I was thinking about the hum-SI and wondering if I could make a mobile unit to take down to the local dams, etc, to find out where the fish are and structure, etc. then I could mount on a boat if I ever get one. Think it could work? Small floating device with it mounted? Just a thought.
Ski


Posted using Outdoor Hub Campfire


----------



## leeabu (Apr 10, 2004)

This will work only if you have a way of rotating the transducer. There must be movement to scan and display objects.


----------



## MassillonBuckeye (May 3, 2010)

Google transducer Towfish. You'd need longer cables but you could mount the transducer to something you then sit out and drag across the water.. Or an RC boat? lol. The wireless technologies are coming along.. Not quite to where I'd need them for opt in but.. For simple depth or something you do do one of these.

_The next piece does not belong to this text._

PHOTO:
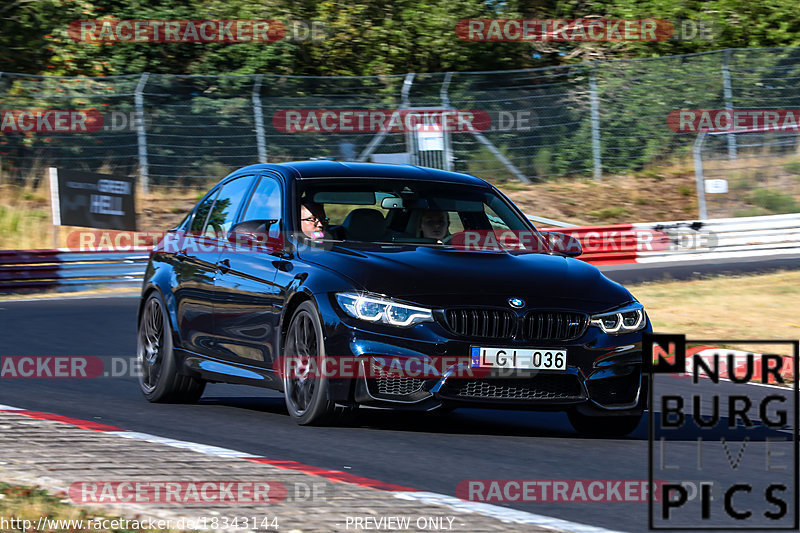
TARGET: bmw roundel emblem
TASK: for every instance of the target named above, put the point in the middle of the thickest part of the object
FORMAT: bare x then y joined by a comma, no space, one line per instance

http://shop.vexilar.com/en/sonarphone-1


----------



## Fishingisfun (Jul 19, 2012)

ski said:


> I was thinking about the hum-SI and wondering if I could make a mobile unit to take down to the local dams, etc, to find out where the fish are and structure, etc. then I could mount on a boat if I ever get one. Think it could work? Small floating device with it mounted? Just a thought.
> Ski
> 
> 
> Posted using Outdoor Hub Campfire


Saw on the local news a short while back where a remote controlled boat was used to image a pond bottom to find a missing person in the Columbus area. The missing vehicle with driver was found. Answered questions for the family about their missing son. The technology was a fish finder on an RC boat which ran a grid on the water. I don't remember the details but it was wireless I believe. I think it was an HB unit. The ability to see bottom structure could be worth the effort and expense.


----------